En conséquence, se trouve justifié l'arrêt qui, faisant ressortir qu'au moment de l'assignation en exécution de l'obligation litigieuse, le délai de cinq ans pour agir, par voie d'action, n'était pas écoulé, déclare irrecevable l'exception de nullité de la stipulation d'intérêts soulevée après l'expiration de ce délai (Cass com 3 décembre 2013 n° 12-23976)

  • Irrecevabilité de l'appel incident en cas de caducité de la déclaration d'appel

Article 550 "Sous réserve des articles 909 et 910, l'appel incident ou l'appel provoqué peut être formé, en tout état de cause, alors même que celui qui l'interjetterait serait forclos pour agir à titre principal. Dans ce dernier cas, il ne sera toutefois pas reçu si l'appel principal n'est pas lui-même recevable".

Cass 2civ 13 mai 2015 n° 14-13801 "'appel incident, peu important qu'il ait été interjeté dans le délai donné à l'intimé pour agir à titre principal, ne peut être reçu en cas de caducité de la déclaration d'appel. Ayant constaté que la caducité de la déclaration d'appel avait été prononcée, une cour d'appel en déduit exactement que l'instance d'appel étant éteinte, elle n'est pas saisie de l'appel incident".

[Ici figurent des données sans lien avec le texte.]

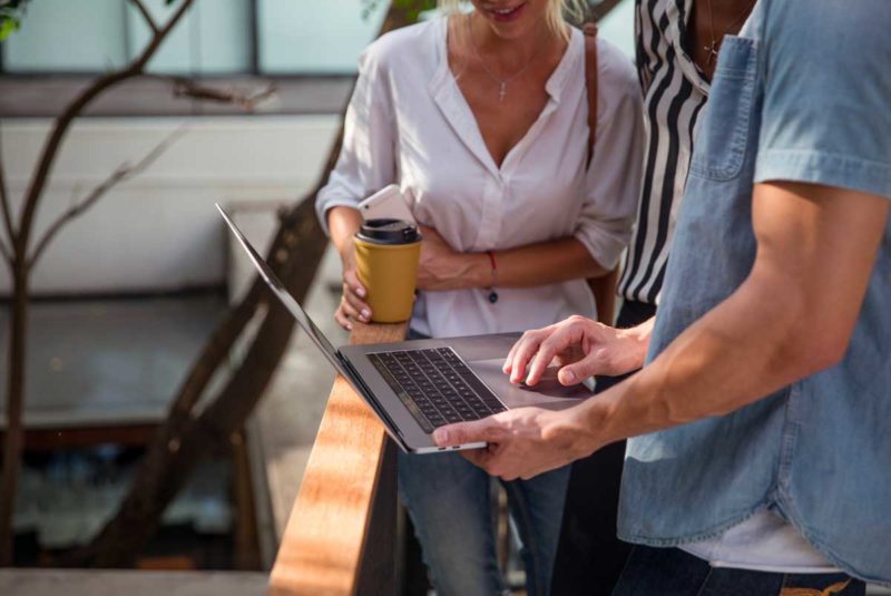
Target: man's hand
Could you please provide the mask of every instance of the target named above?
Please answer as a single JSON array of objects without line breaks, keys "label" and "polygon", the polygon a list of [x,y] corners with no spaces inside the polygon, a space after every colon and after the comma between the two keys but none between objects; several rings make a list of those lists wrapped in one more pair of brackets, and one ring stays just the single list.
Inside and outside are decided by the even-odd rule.
[{"label": "man's hand", "polygon": [[523,333],[502,370],[512,383],[525,381],[528,385],[538,383],[555,360],[557,379],[564,385],[580,383],[594,374],[625,374],[643,365],[652,329],[652,320],[634,329],[615,329],[570,316]]},{"label": "man's hand", "polygon": [[576,422],[572,410],[519,408],[473,422],[441,427],[433,432],[433,440],[440,447],[488,442],[487,449],[461,451],[461,455],[492,476],[526,480],[588,456],[599,447],[590,432]]}]

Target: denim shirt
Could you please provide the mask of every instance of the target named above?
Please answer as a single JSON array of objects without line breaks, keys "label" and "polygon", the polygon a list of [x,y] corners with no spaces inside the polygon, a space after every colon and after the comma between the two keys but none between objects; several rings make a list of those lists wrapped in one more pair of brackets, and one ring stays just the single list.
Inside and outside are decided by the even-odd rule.
[{"label": "denim shirt", "polygon": [[[888,23],[888,0],[761,0],[724,39],[650,360],[747,276],[753,184],[891,198]],[[891,583],[891,223],[841,363],[727,416],[628,441],[625,540],[714,538],[766,508],[849,574]]]}]

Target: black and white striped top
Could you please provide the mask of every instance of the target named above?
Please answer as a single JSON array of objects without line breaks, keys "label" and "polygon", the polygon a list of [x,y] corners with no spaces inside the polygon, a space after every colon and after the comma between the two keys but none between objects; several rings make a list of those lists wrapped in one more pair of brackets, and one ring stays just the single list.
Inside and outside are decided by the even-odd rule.
[{"label": "black and white striped top", "polygon": [[646,153],[640,211],[619,294],[649,304],[658,304],[693,137],[708,95],[708,81],[686,50],[692,10],[693,0],[635,0]]}]

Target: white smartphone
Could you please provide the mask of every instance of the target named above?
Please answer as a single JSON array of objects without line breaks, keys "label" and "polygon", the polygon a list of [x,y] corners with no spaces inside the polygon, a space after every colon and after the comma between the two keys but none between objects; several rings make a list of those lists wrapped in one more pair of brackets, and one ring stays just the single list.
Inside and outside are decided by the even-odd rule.
[{"label": "white smartphone", "polygon": [[409,208],[409,202],[395,184],[384,186],[360,203],[359,213],[362,214],[362,219],[386,217],[411,222],[417,225],[414,216],[411,214],[411,208]]}]

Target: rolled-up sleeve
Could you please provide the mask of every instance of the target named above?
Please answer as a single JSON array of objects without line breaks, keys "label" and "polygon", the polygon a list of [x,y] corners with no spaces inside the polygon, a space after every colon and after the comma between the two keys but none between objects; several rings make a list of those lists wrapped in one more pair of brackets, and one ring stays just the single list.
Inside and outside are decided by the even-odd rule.
[{"label": "rolled-up sleeve", "polygon": [[603,267],[614,268],[631,238],[640,196],[644,114],[630,63],[600,70],[597,136],[575,237]]},{"label": "rolled-up sleeve", "polygon": [[889,23],[887,0],[770,4],[755,182],[891,198]]},{"label": "rolled-up sleeve", "polygon": [[355,207],[363,198],[395,182],[395,138],[386,71],[375,45],[359,60],[359,78],[343,123],[337,164],[315,198],[327,234],[327,211]]}]

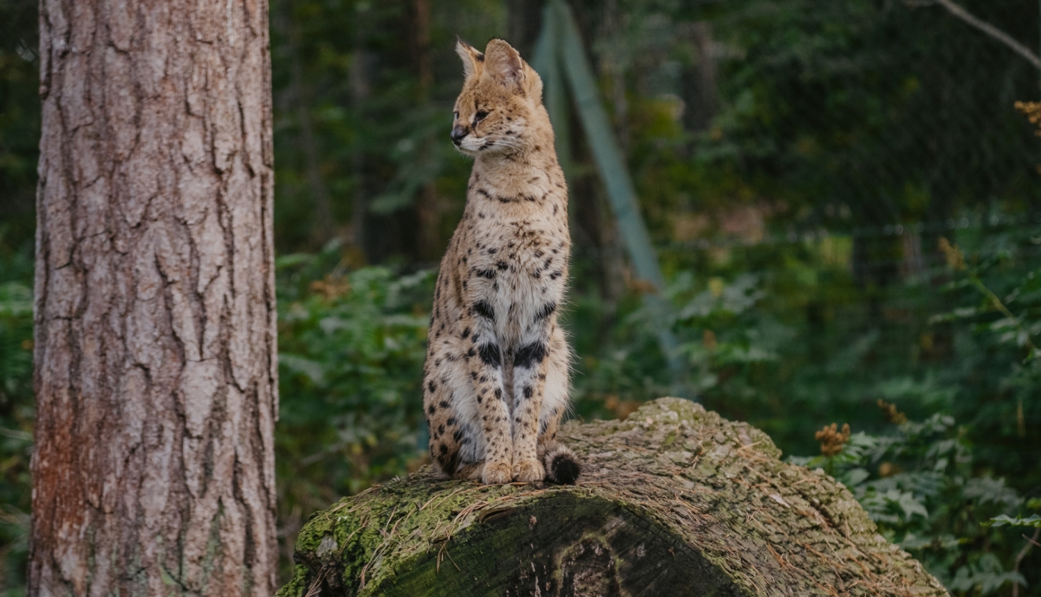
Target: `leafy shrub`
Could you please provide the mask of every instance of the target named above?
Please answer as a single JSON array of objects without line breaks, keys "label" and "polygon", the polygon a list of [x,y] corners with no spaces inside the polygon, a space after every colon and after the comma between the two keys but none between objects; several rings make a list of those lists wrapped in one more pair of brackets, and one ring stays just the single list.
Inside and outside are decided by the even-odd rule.
[{"label": "leafy shrub", "polygon": [[24,593],[32,455],[32,258],[0,229],[0,596]]},{"label": "leafy shrub", "polygon": [[406,473],[426,448],[420,383],[434,274],[346,274],[338,258],[333,245],[277,264],[275,441],[286,555],[303,516]]}]

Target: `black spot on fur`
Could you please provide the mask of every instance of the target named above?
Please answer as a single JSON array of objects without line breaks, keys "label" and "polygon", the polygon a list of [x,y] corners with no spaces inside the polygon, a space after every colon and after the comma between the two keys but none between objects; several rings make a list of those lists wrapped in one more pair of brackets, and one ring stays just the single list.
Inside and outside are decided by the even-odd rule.
[{"label": "black spot on fur", "polygon": [[482,344],[478,348],[478,352],[485,365],[490,365],[496,369],[503,366],[503,355],[499,351],[499,346],[494,344]]},{"label": "black spot on fur", "polygon": [[555,301],[543,304],[542,308],[538,309],[538,313],[535,314],[535,321],[541,321],[550,317],[555,310],[557,310],[557,303]]},{"label": "black spot on fur", "polygon": [[496,309],[491,308],[491,304],[486,300],[479,300],[474,303],[474,313],[484,319],[496,321]]},{"label": "black spot on fur", "polygon": [[513,357],[514,367],[525,367],[531,368],[545,358],[545,344],[541,342],[533,342],[528,346],[520,347],[517,350],[516,356]]}]

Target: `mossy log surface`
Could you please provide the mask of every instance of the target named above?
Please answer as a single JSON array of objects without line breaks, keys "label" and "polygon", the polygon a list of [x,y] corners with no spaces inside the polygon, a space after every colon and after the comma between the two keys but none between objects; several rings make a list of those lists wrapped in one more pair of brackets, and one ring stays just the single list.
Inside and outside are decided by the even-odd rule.
[{"label": "mossy log surface", "polygon": [[841,483],[747,424],[662,398],[562,434],[576,486],[428,469],[319,513],[279,597],[947,595]]}]

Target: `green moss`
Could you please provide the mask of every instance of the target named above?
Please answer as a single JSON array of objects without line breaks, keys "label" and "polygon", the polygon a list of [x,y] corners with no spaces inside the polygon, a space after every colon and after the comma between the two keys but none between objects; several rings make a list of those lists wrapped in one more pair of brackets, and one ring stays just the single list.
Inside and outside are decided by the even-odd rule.
[{"label": "green moss", "polygon": [[[318,586],[326,595],[527,594],[536,576],[554,594],[580,568],[628,587],[651,565],[633,564],[639,541],[644,554],[667,546],[654,565],[686,557],[697,574],[682,581],[705,594],[945,595],[879,537],[845,488],[780,462],[746,424],[665,398],[562,434],[584,461],[577,486],[481,486],[428,470],[341,500],[301,531],[302,564],[279,595]],[[612,521],[626,530],[605,530]]]}]

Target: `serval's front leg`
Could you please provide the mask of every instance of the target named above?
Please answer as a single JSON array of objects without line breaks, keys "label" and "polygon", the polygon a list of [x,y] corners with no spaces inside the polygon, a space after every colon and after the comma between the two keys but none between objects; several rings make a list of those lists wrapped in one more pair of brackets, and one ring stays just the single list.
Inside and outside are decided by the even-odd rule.
[{"label": "serval's front leg", "polygon": [[474,301],[464,317],[462,337],[469,375],[477,393],[477,409],[484,430],[484,469],[481,481],[512,480],[513,443],[503,372],[503,350],[496,338],[496,313],[486,300]]},{"label": "serval's front leg", "polygon": [[536,333],[527,334],[513,355],[513,478],[522,482],[545,477],[537,450],[550,365],[550,325],[544,322]]}]

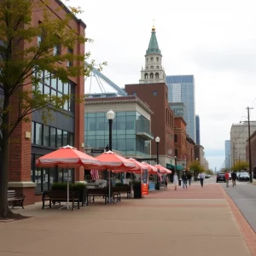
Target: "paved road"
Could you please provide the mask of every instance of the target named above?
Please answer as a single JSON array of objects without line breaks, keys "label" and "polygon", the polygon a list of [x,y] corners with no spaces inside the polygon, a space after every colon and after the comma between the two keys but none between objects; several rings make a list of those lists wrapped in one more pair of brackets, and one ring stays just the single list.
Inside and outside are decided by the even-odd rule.
[{"label": "paved road", "polygon": [[256,186],[241,182],[236,187],[223,187],[256,232]]},{"label": "paved road", "polygon": [[0,222],[0,256],[256,255],[248,247],[256,235],[244,238],[221,185],[170,184],[142,200],[96,201],[75,211],[17,207],[34,218]]}]

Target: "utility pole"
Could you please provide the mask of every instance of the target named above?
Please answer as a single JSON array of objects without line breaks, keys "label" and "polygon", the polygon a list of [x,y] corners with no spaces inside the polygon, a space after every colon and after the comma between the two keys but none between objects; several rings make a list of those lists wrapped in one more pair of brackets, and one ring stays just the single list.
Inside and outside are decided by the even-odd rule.
[{"label": "utility pole", "polygon": [[233,168],[235,166],[235,143],[233,143]]},{"label": "utility pole", "polygon": [[251,131],[250,131],[250,109],[253,108],[247,108],[247,118],[248,118],[248,143],[249,143],[249,173],[250,173],[250,183],[253,183],[253,173],[252,173],[252,157],[251,157]]}]

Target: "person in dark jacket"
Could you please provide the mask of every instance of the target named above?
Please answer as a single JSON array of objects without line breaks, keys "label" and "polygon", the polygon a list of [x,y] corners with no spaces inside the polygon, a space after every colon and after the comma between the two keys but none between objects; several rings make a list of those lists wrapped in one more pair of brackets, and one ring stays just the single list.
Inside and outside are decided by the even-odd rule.
[{"label": "person in dark jacket", "polygon": [[235,172],[235,171],[233,171],[233,172],[231,173],[231,178],[232,178],[233,187],[236,186],[236,177],[237,177],[236,173]]},{"label": "person in dark jacket", "polygon": [[189,185],[190,186],[190,184],[191,184],[191,178],[192,178],[191,173],[189,172],[188,175],[187,175],[187,177],[188,177]]},{"label": "person in dark jacket", "polygon": [[188,177],[187,177],[187,176],[186,176],[186,174],[184,172],[183,172],[183,174],[182,176],[182,180],[183,180],[183,188],[185,189],[185,187],[186,187],[186,189],[187,189],[188,188],[188,186],[187,186]]}]

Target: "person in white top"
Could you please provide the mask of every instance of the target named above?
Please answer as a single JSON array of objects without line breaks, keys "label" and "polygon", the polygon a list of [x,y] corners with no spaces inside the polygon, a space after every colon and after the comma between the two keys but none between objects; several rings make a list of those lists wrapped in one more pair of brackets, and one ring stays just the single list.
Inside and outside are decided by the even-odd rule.
[{"label": "person in white top", "polygon": [[174,172],[173,175],[173,185],[174,185],[174,190],[177,190],[177,185],[178,183],[178,177],[176,172]]},{"label": "person in white top", "polygon": [[201,172],[201,173],[200,173],[199,177],[200,177],[201,186],[203,187],[204,186],[205,175]]}]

L'irrecevabilité est une fin de non recevoir qui tend à faire obstacle à l'action de l'adversaire sans que le juge ait à statuer sur les prétentions. Les autres incidents mettant fin à l'action : péremption, désistement, acquiescement....

Selon la décision précitée, la recevabilité de l'appel incident dépendrait du respect par l'appelant principal du délai de l'art 908 cpc.

 

Supplément :

Art 538 cpc "le délai de recours par une voie ordinaire est d'un mois en matière contentieuse ; il est de quinze jours en matière gracieuse".

Article 612 "Le délai de pourvoi en cassation est de deux mois, sauf disposition contraire".